Wednesday , February 14, 2018 - 4:15 AM
Special To The Washington Post.
JOHANNESBERG - Nearly 24 hours after announcing it had demanded President Jacob Zuma’s resignation, the African National Congress said it would oust him through a no-confidence vote if he didn’t resign Wednesday.
Following a meeting in Cape Town, party leaders said they would initiate the motion of no confidence on Thursday as pressure ratcheted up on South Africa’s once powerful president.
“The ball is in [Zuma’s] court,” said ANC Treasurer General Paul Mashatile at a briefing after the caucus. “We can’t wait. It’s not fair to South Africans, not fair to the ANC, not fair to anybody. Everything has come to a standstill. We need to be able to move.”
The ANC said Tuesday that its executive committee decided to recall Zuma “to provide certainty to the people of South Africa” amid social and economic challenges, and said it expected to hear back from Zuma the following day. By Wednesday afternoon, the president was still silent.
Though the party said that Zuma had done nothing wrong, many South Africans would disagree. Zuma’s popularity has plunged in recent years amid a volley of corruption allegations against him, high unemployment, and a sluggish economy.

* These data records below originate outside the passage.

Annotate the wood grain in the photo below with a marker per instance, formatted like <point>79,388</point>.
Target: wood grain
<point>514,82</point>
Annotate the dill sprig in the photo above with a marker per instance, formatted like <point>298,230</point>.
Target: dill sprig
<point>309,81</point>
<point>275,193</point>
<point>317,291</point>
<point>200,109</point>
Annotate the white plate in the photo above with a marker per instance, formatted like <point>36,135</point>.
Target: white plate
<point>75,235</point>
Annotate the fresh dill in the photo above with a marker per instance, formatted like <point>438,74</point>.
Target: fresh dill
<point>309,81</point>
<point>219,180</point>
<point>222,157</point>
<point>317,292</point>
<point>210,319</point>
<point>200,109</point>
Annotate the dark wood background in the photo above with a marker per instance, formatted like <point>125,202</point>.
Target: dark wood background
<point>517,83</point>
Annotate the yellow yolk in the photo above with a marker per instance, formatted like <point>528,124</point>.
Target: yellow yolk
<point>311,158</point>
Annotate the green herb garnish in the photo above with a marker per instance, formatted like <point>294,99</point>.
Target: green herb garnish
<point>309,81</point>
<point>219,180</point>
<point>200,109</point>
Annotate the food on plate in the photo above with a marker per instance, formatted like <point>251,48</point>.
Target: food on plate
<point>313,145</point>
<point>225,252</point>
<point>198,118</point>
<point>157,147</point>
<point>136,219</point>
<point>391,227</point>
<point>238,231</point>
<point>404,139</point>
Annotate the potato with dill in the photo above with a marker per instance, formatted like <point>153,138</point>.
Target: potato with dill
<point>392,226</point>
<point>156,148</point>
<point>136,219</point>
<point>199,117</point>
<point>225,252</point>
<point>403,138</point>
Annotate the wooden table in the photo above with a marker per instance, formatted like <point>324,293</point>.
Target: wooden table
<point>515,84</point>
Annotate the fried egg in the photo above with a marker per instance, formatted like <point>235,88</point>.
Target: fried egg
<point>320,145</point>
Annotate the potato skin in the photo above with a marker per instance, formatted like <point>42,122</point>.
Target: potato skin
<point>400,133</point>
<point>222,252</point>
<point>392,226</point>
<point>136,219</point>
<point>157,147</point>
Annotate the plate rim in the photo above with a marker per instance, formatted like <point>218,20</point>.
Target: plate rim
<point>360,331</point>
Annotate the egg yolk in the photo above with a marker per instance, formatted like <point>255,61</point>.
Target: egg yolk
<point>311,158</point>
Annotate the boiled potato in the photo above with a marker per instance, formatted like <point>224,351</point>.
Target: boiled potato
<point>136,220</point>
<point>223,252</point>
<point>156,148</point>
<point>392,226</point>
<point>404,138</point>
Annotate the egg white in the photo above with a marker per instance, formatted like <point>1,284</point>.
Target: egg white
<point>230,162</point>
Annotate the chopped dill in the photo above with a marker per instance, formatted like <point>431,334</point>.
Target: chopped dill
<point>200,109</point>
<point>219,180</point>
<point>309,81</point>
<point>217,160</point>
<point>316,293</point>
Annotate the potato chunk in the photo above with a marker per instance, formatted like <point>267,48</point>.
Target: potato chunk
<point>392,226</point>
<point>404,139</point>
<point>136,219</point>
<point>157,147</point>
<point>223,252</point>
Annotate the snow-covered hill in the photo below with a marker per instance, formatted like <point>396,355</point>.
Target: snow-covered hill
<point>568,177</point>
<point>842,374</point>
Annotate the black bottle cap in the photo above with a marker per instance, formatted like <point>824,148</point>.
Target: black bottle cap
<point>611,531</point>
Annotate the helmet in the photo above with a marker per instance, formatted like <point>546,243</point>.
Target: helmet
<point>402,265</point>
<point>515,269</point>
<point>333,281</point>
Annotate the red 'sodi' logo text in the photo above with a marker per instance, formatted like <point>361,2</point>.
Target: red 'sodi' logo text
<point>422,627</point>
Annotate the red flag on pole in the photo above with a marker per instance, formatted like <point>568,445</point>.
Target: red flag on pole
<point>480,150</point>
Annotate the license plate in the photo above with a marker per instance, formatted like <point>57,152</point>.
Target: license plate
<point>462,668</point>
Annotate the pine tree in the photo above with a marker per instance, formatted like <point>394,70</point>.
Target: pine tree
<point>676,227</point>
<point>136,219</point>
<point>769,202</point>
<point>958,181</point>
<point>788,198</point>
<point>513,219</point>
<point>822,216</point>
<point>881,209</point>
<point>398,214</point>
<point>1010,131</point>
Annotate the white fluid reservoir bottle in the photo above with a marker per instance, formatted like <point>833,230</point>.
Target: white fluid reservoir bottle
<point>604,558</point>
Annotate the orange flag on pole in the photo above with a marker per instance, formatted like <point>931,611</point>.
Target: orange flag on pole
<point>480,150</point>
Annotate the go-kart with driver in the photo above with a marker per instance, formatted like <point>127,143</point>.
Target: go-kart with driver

For years, Zuma has outmaneuvered his detractors, and ANC parliamentarians have backed their leader in a series of votes to unseat him in parliament. But after being replaced as party leader by Deputy President Cyril Ramaphosa in December, Zuma’s support has floundered, and by Wednesday morning, the president’s abrupt reversal of fortune was almost palpable.
Old allies that staunchly supported Zuma for years have also demanded Zuma step down. Early Wednesday, an elite police unit raided a Johannesburg compound belonging to the wealthy Gupta family who Zuma has been accused of colluding with. The raid was interpreted by some as a warning for Zuma to act soon.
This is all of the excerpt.